New synthesis mode required

Question

New synthesis mode required

Opened this issue 4 years ago · 17 comments

Currently, HeteroCL has several target modes, but none of them support pure kernel code synthesis.

"vhls" target and "debug" mode returns host/kernel code without execution. hcl.platform needs to collaborate with .to to move computations from host to xcel. If .to is not used, all the computations will be done on the host.

However, sometimes users only want to optimize their applications on FPGA but do not care so much about the host part (e.g. consider using different primitives to optimize a single convolution layer on chip). Current HeteroCL's facility gives no convenience for these users, leading to several disadvantages:

Users need to manually do data streaming for all the compute modules. This may be a burden if users want all the computations to be executed on FPGA, and profile the performance of this application. I agree that in most of the cases, users need to specify where the compute functions are executed, but it would be better if we provide an option for users to quickly put all their functions on-chip.
Users cannot focus on the module they want to optimize. For example, a simple add function using .to will generate the following three loops. However, only the performance of Loop2 is what users care about. Loop1 and Loop3 are automatically generated by HeteroCL, which should be optimized and have no need to do synthesis again and again. The latency in HLS report also count these loops.

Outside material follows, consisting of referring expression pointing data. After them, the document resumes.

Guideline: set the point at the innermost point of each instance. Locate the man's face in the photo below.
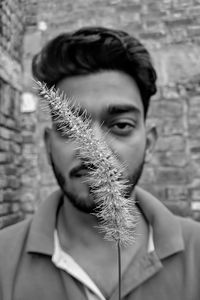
(114, 103)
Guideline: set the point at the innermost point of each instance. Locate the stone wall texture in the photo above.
(170, 29)
(11, 37)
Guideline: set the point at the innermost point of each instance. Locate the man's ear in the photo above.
(151, 138)
(47, 141)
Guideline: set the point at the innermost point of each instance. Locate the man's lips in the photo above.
(81, 170)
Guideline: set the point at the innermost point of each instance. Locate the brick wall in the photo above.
(171, 31)
(11, 35)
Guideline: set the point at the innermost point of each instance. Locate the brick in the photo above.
(173, 159)
(5, 133)
(171, 143)
(10, 219)
(4, 158)
(4, 145)
(171, 176)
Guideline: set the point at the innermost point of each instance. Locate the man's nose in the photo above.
(101, 133)
(98, 131)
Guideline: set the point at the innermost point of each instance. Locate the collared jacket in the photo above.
(171, 272)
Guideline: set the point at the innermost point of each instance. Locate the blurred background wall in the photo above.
(170, 29)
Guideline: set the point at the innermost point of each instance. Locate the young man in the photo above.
(59, 253)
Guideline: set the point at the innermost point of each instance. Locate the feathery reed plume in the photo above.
(115, 211)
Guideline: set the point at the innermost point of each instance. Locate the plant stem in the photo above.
(119, 268)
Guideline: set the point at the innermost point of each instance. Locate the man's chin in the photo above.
(82, 201)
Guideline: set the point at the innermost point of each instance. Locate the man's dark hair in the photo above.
(93, 49)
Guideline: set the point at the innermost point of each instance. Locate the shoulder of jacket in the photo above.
(13, 236)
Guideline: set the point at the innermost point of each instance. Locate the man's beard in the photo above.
(90, 205)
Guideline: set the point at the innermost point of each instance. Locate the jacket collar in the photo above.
(166, 227)
(167, 233)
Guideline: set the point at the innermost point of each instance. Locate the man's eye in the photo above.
(122, 128)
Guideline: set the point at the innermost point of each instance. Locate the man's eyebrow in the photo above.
(123, 108)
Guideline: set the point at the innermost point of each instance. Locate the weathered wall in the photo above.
(171, 31)
(11, 35)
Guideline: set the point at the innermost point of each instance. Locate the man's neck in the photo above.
(77, 227)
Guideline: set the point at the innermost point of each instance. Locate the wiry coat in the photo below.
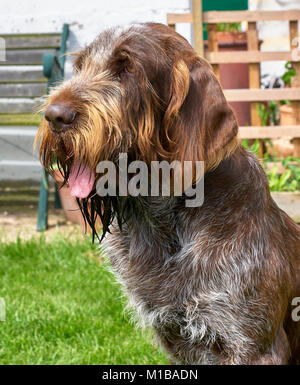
(216, 282)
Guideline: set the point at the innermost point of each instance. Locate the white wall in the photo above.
(87, 18)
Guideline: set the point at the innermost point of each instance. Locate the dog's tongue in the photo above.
(81, 180)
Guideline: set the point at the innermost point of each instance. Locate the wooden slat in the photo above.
(246, 56)
(261, 95)
(21, 76)
(25, 56)
(174, 18)
(235, 16)
(28, 90)
(23, 106)
(254, 78)
(16, 42)
(263, 132)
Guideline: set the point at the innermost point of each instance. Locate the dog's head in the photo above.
(143, 91)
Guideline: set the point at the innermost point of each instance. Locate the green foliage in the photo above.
(229, 27)
(63, 306)
(289, 74)
(289, 180)
(254, 147)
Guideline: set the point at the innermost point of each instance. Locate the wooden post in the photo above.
(294, 41)
(198, 27)
(212, 44)
(254, 77)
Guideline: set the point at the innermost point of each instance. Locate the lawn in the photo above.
(64, 307)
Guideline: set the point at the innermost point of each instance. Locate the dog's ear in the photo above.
(199, 123)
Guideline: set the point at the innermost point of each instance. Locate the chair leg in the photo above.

void test(hls::stream<ap_int<32> >& B_channel, hls::stream<ap_int<32> >& C_channel) {
  #pragma HLS INTERFACE axis port=B_channel offset=slave bundle=gmem0
  #pragma HLS INTERFACE axis port=C_channel offset=slave bundle=gmem1
  #pragma HLS INTERFACE s_axilite port=return bundle=control
    ap_int<32> B[320];
Loop1: for (ap_int<32> B0 = 0; B0 < 10; ++B0) {
      for (ap_int<32> B1 = 0; B1 < 32; ++B1) {
        B[(B1 + (B0 * 32))] = B_channel.read();
      }
    }
    ap_int<32> C[320];
Loop2: for (ap_int<32> args = 0; args < 10; ++args) {
      for (ap_int<32> args0 = 0; args0 < 32; ++args0) {
        C[(args0 + (args * 32))] = (B[(args0 + (args * 32))] + 1);
      }
    }
Loop3: for (ap_int<32> C0 = 0; C0 < 10; ++C0) {
      for (ap_int<32> C1 = 0; C1 < 32; ++C1) {
        C_channel.write(C[(C1 + (C0 * 32))]);
      }
    }
  }

Performance degradation cannot be detected when testing. The current tests in HeteroCL only run simulations. However, modification to some codes may degrade performance leading to unexpected results. #233 is an example, which is not covered by the test cases since no synthesis is run now.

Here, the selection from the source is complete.